A couple are engaging in tantric-like coitus, due to doing it within the confines of an old-school Mini when the feller's back gives out. Alas, he's frozen in situ on top of his lover, her pinned underneath him. As they are in a discrete location, hours go by before finally a dog-walker searching for a ball that his mutt won't fetch happens upon the stuck couple. The dog-owner can't budge the fellow in the Mini and so emergency personnel are called. Police come, fire-fighters come and an ambulance arrives.

The emergency people consult each other regarding various methods of egress for the couple, but in the end the fire-fighters peel off the roof like a sardine can and use their truck's hook & ladder to winch the guy straight up and swing him over to the ambulance attendants' gurney — and off to the hospital goes the broken-back boinker.

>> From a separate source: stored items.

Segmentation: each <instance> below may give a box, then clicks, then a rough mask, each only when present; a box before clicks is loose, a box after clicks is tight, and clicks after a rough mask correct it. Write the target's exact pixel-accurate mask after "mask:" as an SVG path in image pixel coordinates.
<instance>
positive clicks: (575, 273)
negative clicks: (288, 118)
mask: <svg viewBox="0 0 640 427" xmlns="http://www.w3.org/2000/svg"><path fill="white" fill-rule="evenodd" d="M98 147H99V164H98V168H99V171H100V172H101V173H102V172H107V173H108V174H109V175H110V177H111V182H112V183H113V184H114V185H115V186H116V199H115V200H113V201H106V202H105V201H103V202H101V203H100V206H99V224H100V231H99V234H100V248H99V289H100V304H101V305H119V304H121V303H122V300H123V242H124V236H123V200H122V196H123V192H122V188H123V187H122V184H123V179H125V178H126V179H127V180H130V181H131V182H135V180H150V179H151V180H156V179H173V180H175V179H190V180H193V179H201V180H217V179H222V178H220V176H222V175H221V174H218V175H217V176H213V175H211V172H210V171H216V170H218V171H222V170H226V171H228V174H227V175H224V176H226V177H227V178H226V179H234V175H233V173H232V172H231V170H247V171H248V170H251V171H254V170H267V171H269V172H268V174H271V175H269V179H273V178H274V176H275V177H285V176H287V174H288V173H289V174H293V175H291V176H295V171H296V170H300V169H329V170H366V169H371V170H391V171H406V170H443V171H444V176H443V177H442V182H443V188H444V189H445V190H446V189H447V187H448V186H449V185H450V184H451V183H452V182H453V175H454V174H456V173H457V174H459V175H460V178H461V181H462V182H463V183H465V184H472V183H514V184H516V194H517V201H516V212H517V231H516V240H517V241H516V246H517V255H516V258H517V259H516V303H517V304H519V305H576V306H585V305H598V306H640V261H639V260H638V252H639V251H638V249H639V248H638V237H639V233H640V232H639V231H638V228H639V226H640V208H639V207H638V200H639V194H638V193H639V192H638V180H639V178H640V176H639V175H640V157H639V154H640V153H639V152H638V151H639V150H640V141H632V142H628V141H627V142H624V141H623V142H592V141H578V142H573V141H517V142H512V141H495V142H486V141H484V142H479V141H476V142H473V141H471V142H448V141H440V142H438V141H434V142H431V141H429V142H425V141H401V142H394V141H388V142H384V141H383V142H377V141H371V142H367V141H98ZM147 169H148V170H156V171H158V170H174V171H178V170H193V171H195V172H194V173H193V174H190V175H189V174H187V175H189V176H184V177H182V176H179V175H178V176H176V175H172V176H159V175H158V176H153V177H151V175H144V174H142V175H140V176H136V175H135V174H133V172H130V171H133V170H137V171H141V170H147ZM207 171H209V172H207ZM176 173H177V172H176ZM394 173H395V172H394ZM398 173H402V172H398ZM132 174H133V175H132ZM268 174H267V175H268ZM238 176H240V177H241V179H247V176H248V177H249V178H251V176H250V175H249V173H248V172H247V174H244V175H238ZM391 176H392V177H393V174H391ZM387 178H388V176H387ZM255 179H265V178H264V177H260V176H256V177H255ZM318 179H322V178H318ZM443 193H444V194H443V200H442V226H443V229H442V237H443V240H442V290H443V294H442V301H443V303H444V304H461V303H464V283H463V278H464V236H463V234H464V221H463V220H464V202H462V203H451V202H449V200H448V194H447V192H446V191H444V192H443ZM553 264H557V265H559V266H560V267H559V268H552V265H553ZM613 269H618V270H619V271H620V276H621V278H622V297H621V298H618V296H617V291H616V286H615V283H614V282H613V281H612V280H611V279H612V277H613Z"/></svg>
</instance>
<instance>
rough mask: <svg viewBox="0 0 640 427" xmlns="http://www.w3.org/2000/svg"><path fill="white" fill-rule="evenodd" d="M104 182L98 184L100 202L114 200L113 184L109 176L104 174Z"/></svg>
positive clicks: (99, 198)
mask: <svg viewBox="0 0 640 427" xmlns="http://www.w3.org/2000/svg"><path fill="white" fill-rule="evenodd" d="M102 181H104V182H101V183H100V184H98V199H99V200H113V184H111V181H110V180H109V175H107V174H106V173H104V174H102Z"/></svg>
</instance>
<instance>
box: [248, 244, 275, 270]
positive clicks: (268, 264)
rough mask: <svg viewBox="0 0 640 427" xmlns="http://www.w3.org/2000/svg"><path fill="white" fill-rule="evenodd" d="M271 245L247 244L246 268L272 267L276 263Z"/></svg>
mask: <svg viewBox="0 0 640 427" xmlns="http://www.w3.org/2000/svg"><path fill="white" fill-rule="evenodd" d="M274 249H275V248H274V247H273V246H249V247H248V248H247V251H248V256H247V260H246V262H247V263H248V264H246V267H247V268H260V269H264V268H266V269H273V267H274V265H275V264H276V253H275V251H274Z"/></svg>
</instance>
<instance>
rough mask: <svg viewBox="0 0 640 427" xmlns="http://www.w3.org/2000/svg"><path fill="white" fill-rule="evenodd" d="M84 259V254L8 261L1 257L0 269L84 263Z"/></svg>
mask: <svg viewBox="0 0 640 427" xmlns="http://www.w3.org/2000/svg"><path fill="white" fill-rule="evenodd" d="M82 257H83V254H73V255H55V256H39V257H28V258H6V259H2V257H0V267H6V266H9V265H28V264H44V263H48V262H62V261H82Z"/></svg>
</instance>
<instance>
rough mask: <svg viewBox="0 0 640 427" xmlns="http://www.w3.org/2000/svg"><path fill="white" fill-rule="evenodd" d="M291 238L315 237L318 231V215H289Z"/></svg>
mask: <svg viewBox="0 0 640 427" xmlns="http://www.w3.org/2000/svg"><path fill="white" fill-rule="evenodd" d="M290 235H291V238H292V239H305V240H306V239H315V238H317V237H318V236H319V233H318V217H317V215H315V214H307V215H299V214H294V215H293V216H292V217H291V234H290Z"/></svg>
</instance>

By this point the woman is wailing away, obviously overly distraught and embarrassed, "Th th the ...shame...!".
The police-officer tries to console her and tells her that apart from the dog-walker and professionals on scene, nobody else saw her and her partner in the awkward predicament, and that everyone —including the dog-walker— will all be discrete. She cries even harder "M m my my husband..."
And so the officer says that her partner is in good hands and will be well taken care of by the doctors at the hospital.
She sobs yet more uncontrollably "H h his car...", so the officer tells her that her insurance will take care of the Mini's repairs, at which point she loses it and screams at the cop:

"My HUSBAND! How the hell do I explain to him what happened to his car?!?!"







View attachment 26992
I've always been a van guy. Even before I had a van, I knew vans were the way.